The break began for the 66-year-old Harrisburg attorney with what seemed like a routine illness. He had a virus or a cold coming on for weeks that never seemed to arrive. One day it was bad enough that Gregory took a half day at work, went home and laid down.
He awoke to a different world. The alarm clock hadn’t roused him. The police were knocking on his door. When Gregory didn’t show up for work or answer his phone, his boss had dialed 911.
The portion of Gregory’s mind he could always rely on for his career – the part that understands and synthesizes language – wasn’t working. Words didn’t seem to make sense coming in or going out.
He could see numbers on the clock face and knew the device for measuring time, but he couldn’t read it or tell you the hour.

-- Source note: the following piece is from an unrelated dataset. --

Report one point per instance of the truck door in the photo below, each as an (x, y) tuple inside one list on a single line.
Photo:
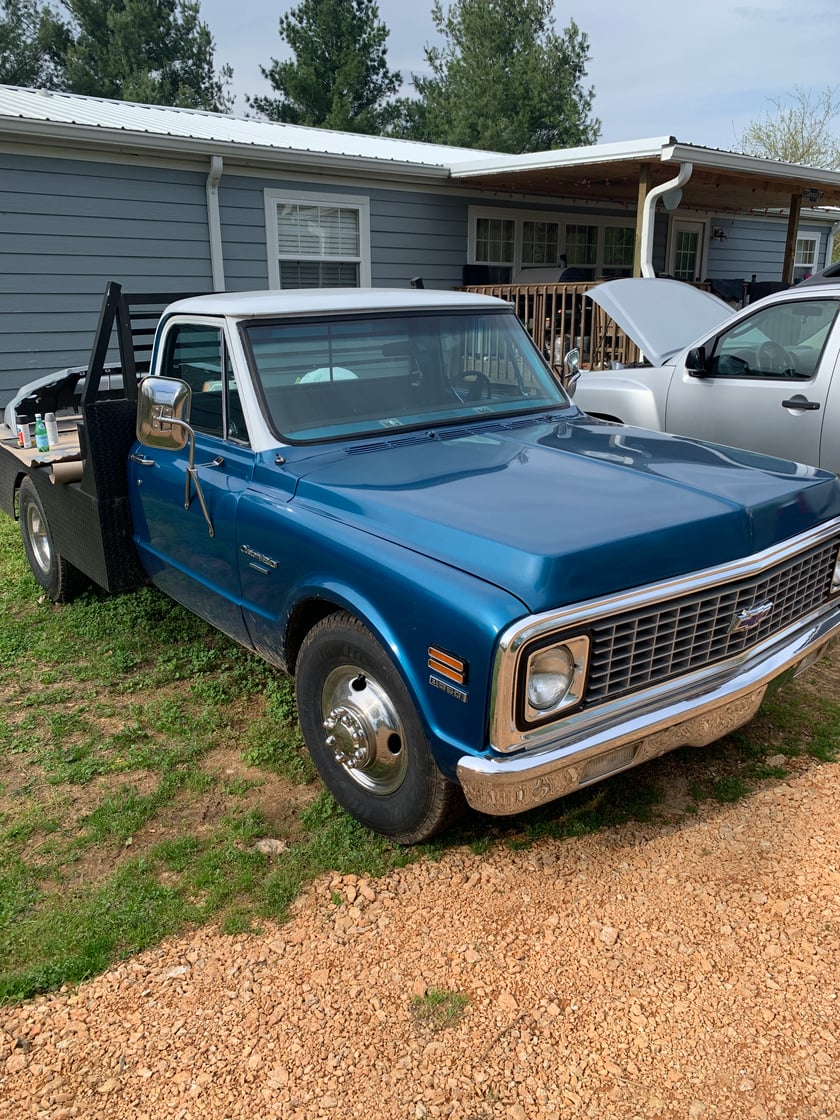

“My attorney skills had been kind of taken away,” he said, weeks later, after a physician-led team of physical, speech and vision therapists joined with nurses at Helen M. Simpson Rehabilitation Hospital to help him find his footing. “The reading, speaking, analyzing – I am a 30-year career attorney. This was all very strange.”
When Gregory answered his door, the police officer took him to UPMC Harrisburg Hospital where doctors discovered that overnight, as Gregory slept, he had suffered a stroke in his middle cerebral artery – one of the major channels of blood to the brain. Doctors also found that lining of his heart had become infected.
They called his sudden language difficulties aphasia. His vision was also impaired on the right side and his strength was gone.
They prescribed a six-week regimen of antibiotics for the infection, which was still causing him blinding headaches. And they also recommended Helen M. Simpson Rehabilitation Hospital.
“When rehab was explained to me, I knew I wanted to go,” he said. “It was not even a thought to not do it – I was on board.”
At Helen M. Simpson Rehabilitation Hospital, Gregory’s speech therapist tried a variety of tools, including semantic feature analysis. She would sit with Gregory and discuss the features and properties of words to help him find the term he was looking for. She also used a computer tablet with apps to help him improve his understanding of words he heard and read.
Physical therapy started slowly. Gregory tried to balance himself standing and it wasn’t easy. He was able to walk, but first he didn’t have the energy to go far. He slowly increased his distance, and worked to build both balance and strength by lifting weights on a bar while standing.
As the infection began to clear, Gregory’s strength gradually returned. The fog slowly began to lift. He credits the hard work of his therapists with much of his improvement.
“Every single person has helped me,” he said. “The most sophisticated doctors and the people making dinner. They are all fantastic. Absolutely everyone took over and rallied around me to make me better – it doesn’t matter what I was doing – they were all great.”
He began to look forward to his old loves -- traveling, the beach, playing golf, cooking and reading. Words were beginning to come easier when, after nine days at Helen M. Simpson, he was ready to go home.
“I can do just about everything,” he said. His memory isn’t quite back to what it used to be, and he’s continuing with outpatient therapy to help sweep away more of the cobwebs.
“I read and study, but it comes slowly,” he said. “I am working to relearn, retrain, unravel all these things and put them in order so they make sense.”